4日の東京市場では、日経平均株価だけでなく東証株価指数(TOPIX)も史上最高値を更新した。時価総額を指数化したTOPIXは市場全体の好不調を測るバロメーターであり、バブル期の高値を超えたことは「日本株市場が新たな局面に向かう象徴だ」(藤岡智男・大和証券専務)との声も上がっている。
年明け以降、上昇基調が目立っていたのは人工知能(AI)ブームに乗った半導体株だが、銀行株などは出遅れていたため、TOPIXは日経平均と比べ上昇の勢いが鈍かった。しかし、最近は銀行株も含む幅広い銘柄に買いの対象が拡大。日銀の金融政策の変化が金利上昇による銀行の利ざや改善を連想させる上、円安進行が「上場企業全体の業績にはプラス」(エコノミスト)とみる向きも多いためだ。
日本株が大きく動くのは4~6月期決算が発表される7月下旬以降との見方もあったが、市場は好決算を先取りし、買いを急いでいる。市場関係者の間では「日本株の保有を減らしていた海外投資家が『持たざるリスク』を意識し始めた」(大手証券)として、海外勢が主導する一段の株高への期待感も出ている。

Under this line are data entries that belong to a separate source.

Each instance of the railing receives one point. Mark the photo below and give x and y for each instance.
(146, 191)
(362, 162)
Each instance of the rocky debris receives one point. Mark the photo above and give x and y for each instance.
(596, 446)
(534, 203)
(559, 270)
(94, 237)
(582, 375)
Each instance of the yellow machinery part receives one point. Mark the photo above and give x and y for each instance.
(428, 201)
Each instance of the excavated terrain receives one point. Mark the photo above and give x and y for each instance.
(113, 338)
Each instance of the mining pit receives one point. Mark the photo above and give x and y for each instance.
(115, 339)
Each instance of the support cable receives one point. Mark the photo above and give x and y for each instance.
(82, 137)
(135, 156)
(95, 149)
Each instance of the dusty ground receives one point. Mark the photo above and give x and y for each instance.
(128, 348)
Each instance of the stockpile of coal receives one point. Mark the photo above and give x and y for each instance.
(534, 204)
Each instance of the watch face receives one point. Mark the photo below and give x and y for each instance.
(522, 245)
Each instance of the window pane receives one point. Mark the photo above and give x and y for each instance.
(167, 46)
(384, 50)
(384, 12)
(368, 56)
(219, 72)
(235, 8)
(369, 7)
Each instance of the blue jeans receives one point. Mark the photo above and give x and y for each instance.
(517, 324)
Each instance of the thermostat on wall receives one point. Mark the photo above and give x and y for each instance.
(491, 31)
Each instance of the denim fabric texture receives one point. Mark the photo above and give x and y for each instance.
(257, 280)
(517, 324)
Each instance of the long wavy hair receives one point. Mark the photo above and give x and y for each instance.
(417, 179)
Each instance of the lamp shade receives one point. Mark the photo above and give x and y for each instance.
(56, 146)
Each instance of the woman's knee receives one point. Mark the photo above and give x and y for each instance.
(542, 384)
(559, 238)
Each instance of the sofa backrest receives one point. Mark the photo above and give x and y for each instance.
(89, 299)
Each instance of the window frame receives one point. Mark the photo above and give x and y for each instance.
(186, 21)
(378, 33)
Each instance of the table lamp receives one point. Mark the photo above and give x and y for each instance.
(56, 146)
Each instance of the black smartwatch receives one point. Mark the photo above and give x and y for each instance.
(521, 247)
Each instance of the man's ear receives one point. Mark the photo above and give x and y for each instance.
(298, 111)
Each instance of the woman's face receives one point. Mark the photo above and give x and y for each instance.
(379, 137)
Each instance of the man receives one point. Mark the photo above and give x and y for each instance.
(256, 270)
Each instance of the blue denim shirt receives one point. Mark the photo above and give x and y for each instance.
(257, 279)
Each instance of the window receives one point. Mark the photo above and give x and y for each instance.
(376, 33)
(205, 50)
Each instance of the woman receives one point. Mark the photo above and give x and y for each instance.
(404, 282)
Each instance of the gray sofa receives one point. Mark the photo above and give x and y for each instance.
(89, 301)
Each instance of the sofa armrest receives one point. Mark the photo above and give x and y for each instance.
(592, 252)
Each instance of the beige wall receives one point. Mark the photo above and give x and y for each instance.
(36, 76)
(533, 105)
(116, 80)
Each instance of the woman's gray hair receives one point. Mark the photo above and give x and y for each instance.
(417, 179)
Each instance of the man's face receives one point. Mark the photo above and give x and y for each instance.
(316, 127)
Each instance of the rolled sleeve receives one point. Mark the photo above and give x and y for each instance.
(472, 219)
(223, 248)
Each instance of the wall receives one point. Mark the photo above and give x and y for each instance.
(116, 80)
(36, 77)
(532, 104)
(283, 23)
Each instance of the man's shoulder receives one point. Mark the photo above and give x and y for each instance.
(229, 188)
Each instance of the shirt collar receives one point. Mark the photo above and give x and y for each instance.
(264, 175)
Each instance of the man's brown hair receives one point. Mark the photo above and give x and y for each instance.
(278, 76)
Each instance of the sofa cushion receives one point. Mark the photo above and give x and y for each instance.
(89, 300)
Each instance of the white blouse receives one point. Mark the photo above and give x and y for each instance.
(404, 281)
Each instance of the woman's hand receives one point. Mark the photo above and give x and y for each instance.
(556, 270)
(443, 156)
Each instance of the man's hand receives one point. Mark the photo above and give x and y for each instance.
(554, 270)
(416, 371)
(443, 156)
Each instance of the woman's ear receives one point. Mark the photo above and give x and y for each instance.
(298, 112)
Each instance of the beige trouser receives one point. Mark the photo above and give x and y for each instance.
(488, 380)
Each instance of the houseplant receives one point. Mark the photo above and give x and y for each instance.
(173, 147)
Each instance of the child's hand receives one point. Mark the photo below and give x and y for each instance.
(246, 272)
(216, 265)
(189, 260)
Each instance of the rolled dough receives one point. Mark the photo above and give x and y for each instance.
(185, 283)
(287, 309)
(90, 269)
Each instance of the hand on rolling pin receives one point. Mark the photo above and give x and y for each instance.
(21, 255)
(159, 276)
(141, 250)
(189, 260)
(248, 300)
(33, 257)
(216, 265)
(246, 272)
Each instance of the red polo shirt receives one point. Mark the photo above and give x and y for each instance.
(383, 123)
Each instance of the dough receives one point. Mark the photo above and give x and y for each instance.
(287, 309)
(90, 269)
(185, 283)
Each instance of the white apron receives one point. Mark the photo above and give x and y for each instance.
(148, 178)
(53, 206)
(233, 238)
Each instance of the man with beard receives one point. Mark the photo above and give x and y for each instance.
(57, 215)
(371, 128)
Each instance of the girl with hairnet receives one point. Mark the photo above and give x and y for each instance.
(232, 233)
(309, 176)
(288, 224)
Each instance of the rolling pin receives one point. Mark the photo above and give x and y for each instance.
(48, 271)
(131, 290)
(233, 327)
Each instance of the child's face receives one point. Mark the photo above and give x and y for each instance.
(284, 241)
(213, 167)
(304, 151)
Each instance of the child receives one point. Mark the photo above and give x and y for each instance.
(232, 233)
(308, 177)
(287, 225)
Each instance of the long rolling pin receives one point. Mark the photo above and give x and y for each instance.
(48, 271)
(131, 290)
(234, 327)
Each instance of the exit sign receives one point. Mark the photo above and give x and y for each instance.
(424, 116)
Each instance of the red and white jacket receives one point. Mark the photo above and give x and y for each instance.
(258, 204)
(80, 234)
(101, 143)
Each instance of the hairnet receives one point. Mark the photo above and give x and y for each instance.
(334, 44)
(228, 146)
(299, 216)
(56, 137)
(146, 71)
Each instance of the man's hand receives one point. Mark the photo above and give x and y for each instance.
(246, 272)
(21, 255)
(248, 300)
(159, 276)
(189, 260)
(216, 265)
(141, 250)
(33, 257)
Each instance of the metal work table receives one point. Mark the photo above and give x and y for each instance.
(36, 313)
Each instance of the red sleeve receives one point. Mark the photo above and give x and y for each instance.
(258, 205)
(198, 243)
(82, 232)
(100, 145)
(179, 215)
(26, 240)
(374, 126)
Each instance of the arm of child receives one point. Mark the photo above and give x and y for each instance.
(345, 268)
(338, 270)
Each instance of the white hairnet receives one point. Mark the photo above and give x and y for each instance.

ただ、4日のプライム市場の売買代金は4兆1000億円強と2月の平均値に比べ1兆円ほど少なく、まだ海外勢の買いは限定的だ。最近の上昇スピードが速かっただけに、「5%程度の上昇は簡単だが、反対に5%程度の下落も常にある」(銀行系証券)など、反動を警戒する市場関係者も少なくない。